Saul epxlained to GFR that the dinners are a kind of extension of Restaurants for Change, the one night, nine cities, 25 restaurants fall fundraising event GFR reported on (here) in October. Saul says former The Stop CFC chef Chris Brown, who now heads Citizen Catering, came to him with the idea to create a series of chef-driven dinners in aid of CFCC. Brown had worked closely with Saul when the latter was E.D. at The Stop and missed the collaboration. Brown’s catering HQ is not far from the CFCC’s offices, and when Losel Tethong, proprietor of their local artisan coffee destination, Propeller, offered his space as a venue, Brown started calling all the chefs he knew who clamoured to get involved.
Apart from dozens of top Toronto and area chefs from Jason Bengerter to Lora Kirk, Brown is bringing in some far flung talent, as befites CFCC’s staus as a national organizations.
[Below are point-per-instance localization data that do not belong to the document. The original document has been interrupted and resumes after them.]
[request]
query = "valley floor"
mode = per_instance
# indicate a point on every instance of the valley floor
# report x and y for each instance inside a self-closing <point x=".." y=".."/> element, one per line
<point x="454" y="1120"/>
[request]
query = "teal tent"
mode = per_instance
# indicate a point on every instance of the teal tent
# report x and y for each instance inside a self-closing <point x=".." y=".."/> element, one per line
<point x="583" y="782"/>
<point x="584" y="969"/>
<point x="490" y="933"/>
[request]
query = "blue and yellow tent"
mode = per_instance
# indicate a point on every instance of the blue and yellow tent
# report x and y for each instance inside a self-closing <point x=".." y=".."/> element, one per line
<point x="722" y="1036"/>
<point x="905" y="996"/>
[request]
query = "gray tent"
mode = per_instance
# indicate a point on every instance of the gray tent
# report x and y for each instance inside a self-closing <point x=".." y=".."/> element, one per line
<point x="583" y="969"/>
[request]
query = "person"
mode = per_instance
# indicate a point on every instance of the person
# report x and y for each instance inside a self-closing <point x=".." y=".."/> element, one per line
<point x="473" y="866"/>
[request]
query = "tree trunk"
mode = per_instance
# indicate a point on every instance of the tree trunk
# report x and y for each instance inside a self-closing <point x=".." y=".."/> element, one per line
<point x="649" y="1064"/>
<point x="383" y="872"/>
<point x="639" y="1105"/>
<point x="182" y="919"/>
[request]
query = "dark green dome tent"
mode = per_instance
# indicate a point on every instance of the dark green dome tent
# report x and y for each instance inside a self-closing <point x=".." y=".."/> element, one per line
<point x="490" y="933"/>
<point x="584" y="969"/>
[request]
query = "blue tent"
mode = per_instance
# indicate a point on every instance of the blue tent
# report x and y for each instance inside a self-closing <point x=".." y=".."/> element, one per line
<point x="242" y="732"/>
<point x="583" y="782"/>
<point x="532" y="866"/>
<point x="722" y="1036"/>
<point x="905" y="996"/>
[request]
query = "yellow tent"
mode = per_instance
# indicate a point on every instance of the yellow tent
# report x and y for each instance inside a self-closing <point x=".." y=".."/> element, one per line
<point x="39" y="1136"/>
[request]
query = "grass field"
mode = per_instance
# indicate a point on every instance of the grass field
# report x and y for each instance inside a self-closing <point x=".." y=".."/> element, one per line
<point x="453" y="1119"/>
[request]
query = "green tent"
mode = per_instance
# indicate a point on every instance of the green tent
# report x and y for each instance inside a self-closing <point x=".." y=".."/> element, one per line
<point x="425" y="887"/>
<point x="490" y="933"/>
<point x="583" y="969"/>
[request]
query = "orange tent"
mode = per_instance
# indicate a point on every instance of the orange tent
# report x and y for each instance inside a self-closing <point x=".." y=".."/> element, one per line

Anthonio Park, Todd Perrin and Connie Desousa are coming from Montreal, St. John’s and Calgary respectively. A list of all chefs, and who’s cooking with whom and when, can be found at chefsforchange.ca. Saul says the plan is to spread the series around more Canadian cities.
As delicious as the revolution will be, Saul sees both the Restaurants For Change event and the Chefs For Change series of four dinners as more than a exercise in fundraising. “We want to support chefs who want to speak out about food justice issues,” he explains, “these are chefs who care about the four million Canadians who lack basic food security.” Saul cites the example of U.S. chef, restaurateur and broadcaster Tom Colicchio who is an outspoken defender of food stamp programs. “Chefs just want to feed people, it’s in there blood,” he says, before adding, “tickets are selling quickly, book now if you want to come.”